Der Aixvox-Geschäftsführer und Fachbuchautor Detlev Artelt nennt in seinem Kompendium "Voice Compass (R)Evolution der Kommunikation" drei Arten von Voice over IP: die eher privat genutzte Internettelefonie, zum Beispiel über Skype, zweitens IP-Centrex (Internet Protocol Central Office Exchange) – virtuelle IP-Telefonanlagen, die in Rechenzentren ausgelagert sind – und schließlich lokales VoIP für Internet-Protocol-basierte Telefonanlagen, bei dem Sprachdaten als Datenpakete per LAN übertragen werden, eine Internetverbindung aber nicht erforderlich ist.

Die neuen Kommunikationstechnologien sind im Kommen.

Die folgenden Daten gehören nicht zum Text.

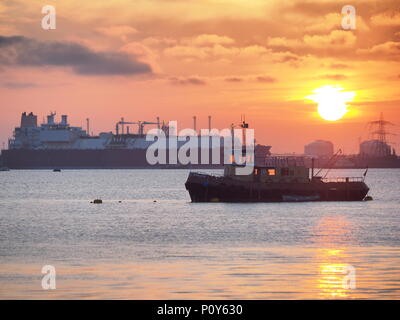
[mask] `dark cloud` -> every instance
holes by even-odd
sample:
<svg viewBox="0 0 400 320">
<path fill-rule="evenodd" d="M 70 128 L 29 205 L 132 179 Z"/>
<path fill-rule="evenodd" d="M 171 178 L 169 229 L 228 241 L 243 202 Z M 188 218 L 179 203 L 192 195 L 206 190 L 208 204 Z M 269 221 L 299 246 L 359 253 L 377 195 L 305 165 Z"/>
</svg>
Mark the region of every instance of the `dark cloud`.
<svg viewBox="0 0 400 320">
<path fill-rule="evenodd" d="M 28 89 L 36 88 L 37 84 L 32 82 L 5 82 L 1 86 L 7 89 Z"/>
<path fill-rule="evenodd" d="M 151 67 L 119 52 L 95 52 L 73 42 L 38 41 L 21 36 L 0 36 L 0 65 L 70 67 L 81 75 L 151 73 Z"/>
<path fill-rule="evenodd" d="M 269 76 L 261 76 L 261 77 L 257 77 L 257 81 L 264 82 L 264 83 L 273 83 L 273 82 L 276 82 L 276 79 L 273 77 L 269 77 Z"/>
<path fill-rule="evenodd" d="M 242 78 L 232 77 L 232 78 L 226 78 L 225 81 L 226 82 L 242 82 L 243 79 Z"/>
<path fill-rule="evenodd" d="M 274 59 L 274 62 L 276 63 L 286 63 L 286 62 L 298 62 L 300 60 L 300 57 L 294 53 L 291 52 L 284 52 L 281 53 L 279 50 L 277 52 L 277 57 Z"/>
<path fill-rule="evenodd" d="M 331 69 L 347 69 L 349 66 L 344 63 L 332 63 L 329 68 Z"/>
<path fill-rule="evenodd" d="M 202 79 L 199 78 L 170 78 L 169 79 L 172 84 L 174 85 L 179 85 L 179 86 L 186 86 L 186 85 L 194 85 L 194 86 L 204 86 L 206 85 L 206 82 Z"/>
</svg>

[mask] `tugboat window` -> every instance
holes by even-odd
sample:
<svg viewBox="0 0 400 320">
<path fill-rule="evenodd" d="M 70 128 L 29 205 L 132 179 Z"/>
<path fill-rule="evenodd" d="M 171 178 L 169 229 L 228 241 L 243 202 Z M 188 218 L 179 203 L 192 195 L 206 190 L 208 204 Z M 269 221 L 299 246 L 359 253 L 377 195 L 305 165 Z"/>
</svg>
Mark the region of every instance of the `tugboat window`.
<svg viewBox="0 0 400 320">
<path fill-rule="evenodd" d="M 274 176 L 276 174 L 275 169 L 268 169 L 268 175 Z"/>
<path fill-rule="evenodd" d="M 289 168 L 282 168 L 281 176 L 288 176 L 288 175 L 289 175 Z"/>
<path fill-rule="evenodd" d="M 261 174 L 267 174 L 267 170 L 266 169 L 261 169 Z"/>
</svg>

Nach der Ankündigung der Deutschen Telekom, bis 2018 alle Analog- und ISDN-Telefonanschlüsse auf All-IP umzustellen, hat sie Anfang Juli nachgelegt. Bis Jahresende sollen jetzt 22 Prozent der rund zwei Millionen Geschäftskunden mit drei Millionen Anschlüssen auf Voice over IP migrieren – ausgehend von 15 Prozent im Vorjahr.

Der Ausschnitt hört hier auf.